Monday, February 1, 2016

Auntie Julie's Silent Suffering

     Please read my relevant letter published at the following link: http://www.metrohnl.com/dear-auntie-julie/.  It's a letter to my Auntie Julie that mentions our missing her at her eldest sister's (my Auntie Bea's) funeral and my well wishes for her speedy recovery from a hip injury and other ailments.
     My main purpose for writing was the same as my final visit to Maui Grandpa (my Dad's dad) just before he succumbed to stomach cancer: to say Thank you and Goodbye. I'm not certain about Auntie Julie's health—just what I've been told—but she's obviously and justifiably been suffering since the recent death of her beloved husband (my Uncle Tani). Not accepting visitors or phone calls (or letters, I assume) from anyone and not attending her sister's funeral (all the Aunties are close) were highly unexpected for such a social, lively lady and because she was utterly charming, warm, and gracious as usual at Uncle Tani's funeral. When I later learned of her “I just want to join him” comment and her weight loss (she was already slight of build), it concerned me even more so that I eventually felt compelled to do something...just in case.
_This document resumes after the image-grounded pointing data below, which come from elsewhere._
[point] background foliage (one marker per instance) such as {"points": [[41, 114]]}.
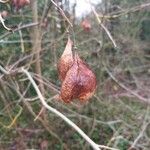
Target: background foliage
{"points": [[117, 115]]}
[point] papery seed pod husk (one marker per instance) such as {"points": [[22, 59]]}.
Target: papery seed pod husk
{"points": [[20, 3], [66, 60], [79, 83]]}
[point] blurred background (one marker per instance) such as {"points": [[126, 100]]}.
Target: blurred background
{"points": [[112, 36]]}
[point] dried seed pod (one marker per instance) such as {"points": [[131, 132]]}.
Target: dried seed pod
{"points": [[20, 3], [66, 60], [79, 83]]}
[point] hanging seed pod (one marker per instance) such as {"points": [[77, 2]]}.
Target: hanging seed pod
{"points": [[79, 83], [66, 60], [20, 3]]}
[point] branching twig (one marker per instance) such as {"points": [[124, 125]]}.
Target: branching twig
{"points": [[2, 21], [102, 25], [53, 110], [126, 88]]}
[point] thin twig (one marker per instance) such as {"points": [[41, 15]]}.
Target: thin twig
{"points": [[126, 88], [3, 23], [19, 28], [102, 25], [62, 13], [53, 110]]}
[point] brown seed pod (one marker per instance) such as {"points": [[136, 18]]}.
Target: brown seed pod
{"points": [[79, 83], [66, 60]]}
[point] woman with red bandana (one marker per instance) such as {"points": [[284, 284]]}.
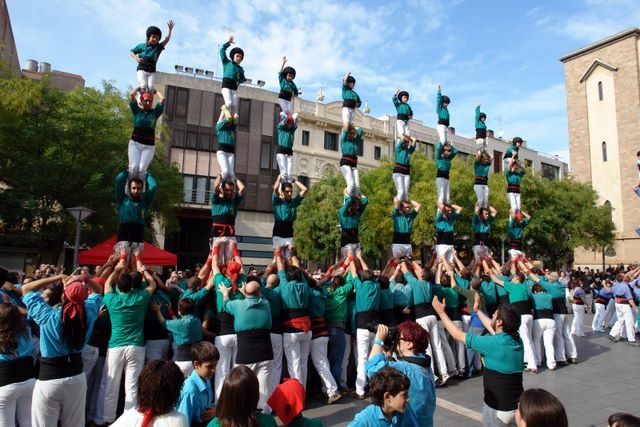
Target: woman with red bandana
{"points": [[60, 391]]}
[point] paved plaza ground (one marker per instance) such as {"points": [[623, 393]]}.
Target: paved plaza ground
{"points": [[606, 380]]}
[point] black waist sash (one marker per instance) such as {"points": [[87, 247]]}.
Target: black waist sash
{"points": [[223, 226], [254, 346], [16, 371], [131, 232], [444, 237], [229, 83], [401, 238], [349, 236], [283, 229], [368, 320], [502, 391], [53, 368]]}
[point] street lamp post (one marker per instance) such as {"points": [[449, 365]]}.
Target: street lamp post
{"points": [[79, 213]]}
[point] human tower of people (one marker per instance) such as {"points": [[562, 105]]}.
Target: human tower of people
{"points": [[437, 318]]}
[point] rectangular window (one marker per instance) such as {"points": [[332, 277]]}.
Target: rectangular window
{"points": [[265, 156], [182, 100], [331, 141]]}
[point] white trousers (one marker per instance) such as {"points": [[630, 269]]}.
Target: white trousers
{"points": [[348, 116], [563, 342], [15, 403], [525, 330], [276, 373], [320, 361], [231, 100], [345, 360], [286, 106], [285, 165], [352, 178], [364, 342], [442, 132], [402, 128], [545, 330], [140, 156], [146, 80], [402, 183], [297, 346], [514, 201], [482, 195], [227, 162], [578, 320], [263, 372], [442, 190], [625, 320], [401, 249], [598, 320], [494, 418], [227, 346], [430, 324], [129, 359], [60, 399]]}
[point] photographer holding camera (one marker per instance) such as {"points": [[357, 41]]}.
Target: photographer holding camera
{"points": [[410, 346]]}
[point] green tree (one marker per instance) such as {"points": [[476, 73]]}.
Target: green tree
{"points": [[59, 150]]}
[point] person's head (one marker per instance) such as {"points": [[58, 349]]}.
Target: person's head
{"points": [[228, 190], [446, 150], [622, 419], [351, 82], [239, 397], [146, 100], [154, 34], [186, 306], [287, 191], [354, 207], [289, 73], [506, 319], [12, 325], [159, 386], [204, 357], [252, 289], [73, 317], [483, 213], [539, 408], [287, 400], [405, 207], [390, 390], [135, 188], [413, 339]]}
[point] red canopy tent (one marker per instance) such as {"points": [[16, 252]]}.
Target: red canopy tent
{"points": [[151, 255]]}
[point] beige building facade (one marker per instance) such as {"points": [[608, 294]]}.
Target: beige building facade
{"points": [[603, 109]]}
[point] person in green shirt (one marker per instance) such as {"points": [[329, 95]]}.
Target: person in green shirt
{"points": [[404, 212], [232, 75], [288, 89], [285, 212], [127, 305], [350, 101], [502, 353], [481, 226], [481, 167], [481, 129]]}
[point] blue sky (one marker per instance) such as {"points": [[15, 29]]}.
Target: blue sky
{"points": [[502, 53]]}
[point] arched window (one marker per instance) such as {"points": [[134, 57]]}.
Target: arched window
{"points": [[600, 91]]}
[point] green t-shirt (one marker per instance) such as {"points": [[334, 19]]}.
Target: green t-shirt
{"points": [[127, 312]]}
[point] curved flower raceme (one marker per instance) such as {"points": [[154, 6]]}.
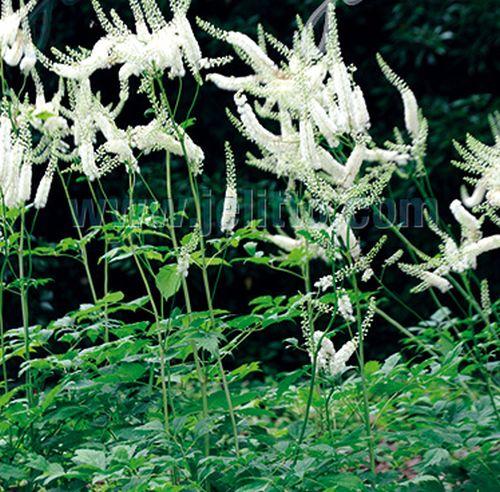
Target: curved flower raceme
{"points": [[314, 99], [483, 162], [455, 257]]}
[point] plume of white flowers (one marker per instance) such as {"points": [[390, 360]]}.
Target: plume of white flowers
{"points": [[483, 162], [334, 362], [153, 44], [314, 104], [16, 45], [314, 98], [454, 257]]}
     So after my letter's publication (some stuff got edited out), I sent a copy of the published and original versions to her eldest son and wife (and kids) for them to decide whether or not to share either or both with her. I suspect they will offer them but that she'll decline. Which is okay. At least I tried while still respecting her wishes. I also know in my heart that she knows my thoughts and feelings toward her, so full of love and appreciation.
     It's been tough seeing elders from “The Greatest Generation” go. That's an apt description as they really were and are great, such that I doubt we'll measure up (ours will probably be referred to as The Good Enough or Okay or So-so Generation by comparison). And I really don't want to see her go. And I'd love to see and visit her, preferably with my family, but alone if necessary, to try to comfort her and make her smile and feel glad to be alive and to hear her voice and stories or whatever she desires. I miss such talking and socializing with her and my other elders, we so rarely get together these days except for sad occasions.
     I've found this to be one of the most difficult trials of aging—seeing my elders suffer, deteriorate, and go. It's true what they say about honoring and enjoying them while they are still hale and present. Though most were in their eighties when they went, it still seemed far too soon.